The regulator has deemed the broker ‘not a fit and proper person to conduct regulated activities’ after ignoring fair value questionnaire request from 2022

The FCA has removed Glasgow-based broker L R Kennedy Insurance Services’ permissions to carry out regulated activities after the firm ignored repeated requests from the regulator to comply with fair value reporting.

In a statement published on 25 April 2025, the FCA’s enforcement and market oversight division confirmed that it had cancelled L R Kennedy Insurance Services’ part 4A permissions to perform regulated activities, effective from this date.

The document stated: “It appears to the authority that the firm is failing to satisfy the suitability Threshold Condition, in that the firm is not a fit and proper person to conduct regulated activities.

“Specifically, the firm has failed to be open and cooperative in all its dealings with the authority – as a result, the authority is not satisfied that the firm’s business is being, or will be, managed in such a way as to ensure that its affairs will be conducted in a sound and prudent manner.”

The broker was first authorised by the FCA in January 2005 for “insurance distribution, consumer credit and designated investment business activities”.

Lack of communication

The circumstances leading up to the FCA’s decision followed the regulator’s work on general insurance pricing practices and the introduction of its fair value ethos in January 2022.

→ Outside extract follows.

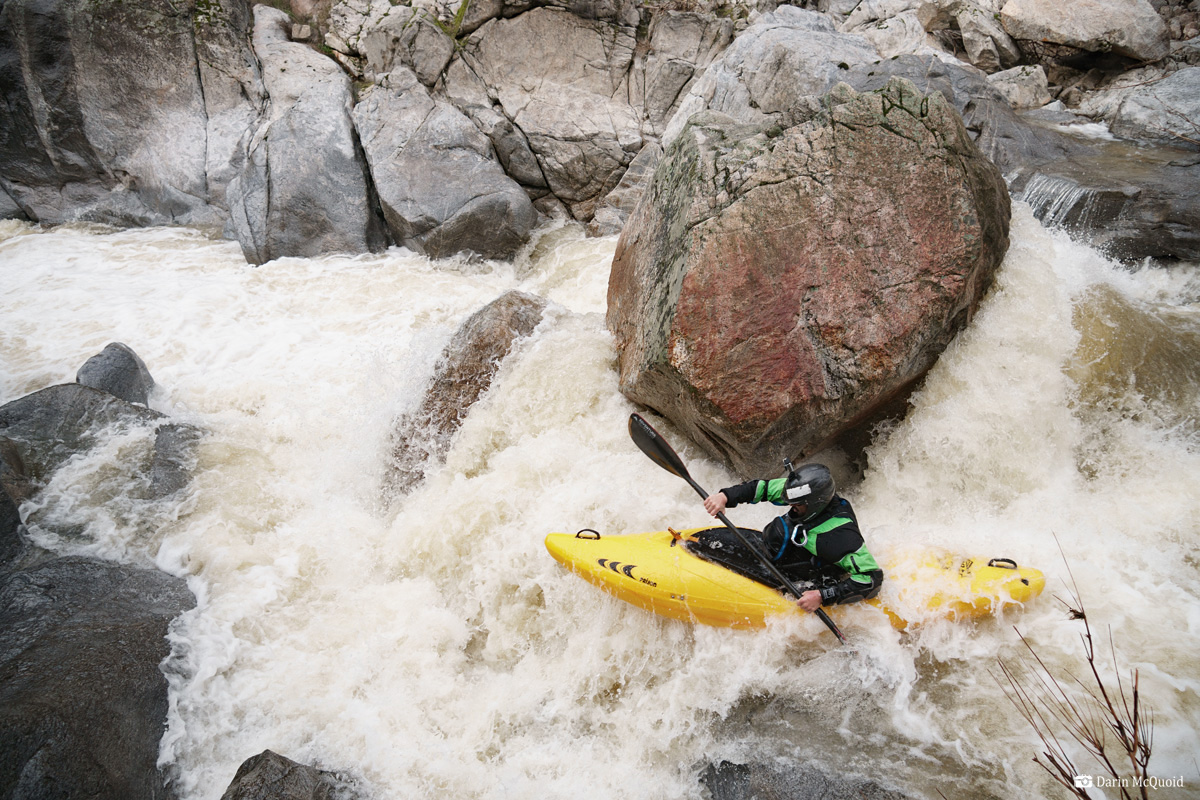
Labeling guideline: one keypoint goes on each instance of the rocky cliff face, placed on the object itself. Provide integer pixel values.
(150, 113)
(778, 287)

This regulatory change included eliminating the practice of price walking, also known as the loyalty penalty, in the personal home and motor markets.

Within the new rules, the regulator required general insurance firms “to submit an attestation which confirms that their pricing of products is compliant with the new requirements” – to this end, it sent out an online questionnaire to be completed by March 2022.

According to the FCA, L R Kennedy Insurance Services did not complete this questionnaire and subsequently failed to respond to multiple correspondence from the regulator over 2022, 2023 and 2024 regarding the survey’s completion and complying with the new rules.

Therefore, in November 2024, the FCA warned the broker that it was considering enacting enforcement action against it. L R Kennedy Insurance Services did not respond to this notice by the FCA’s deadline of 28 November 2024, failing “to either submit the outstanding returns or to voluntarily apply to cancel its part 4A permission”.

This ultimately led to the cancellation of L R Kennedy Insurance Services’ permissions.

The April 2025 statement concluded: “[The firm] has failed to comply with Principle 11 – relations with regulators – in that the firm has failed to deal with the authority in an open and cooperative way.

“Furthermore, the firm has not demonstrated that it is ready, willing and organised to comply with the requirements and standards under the regulatory system.”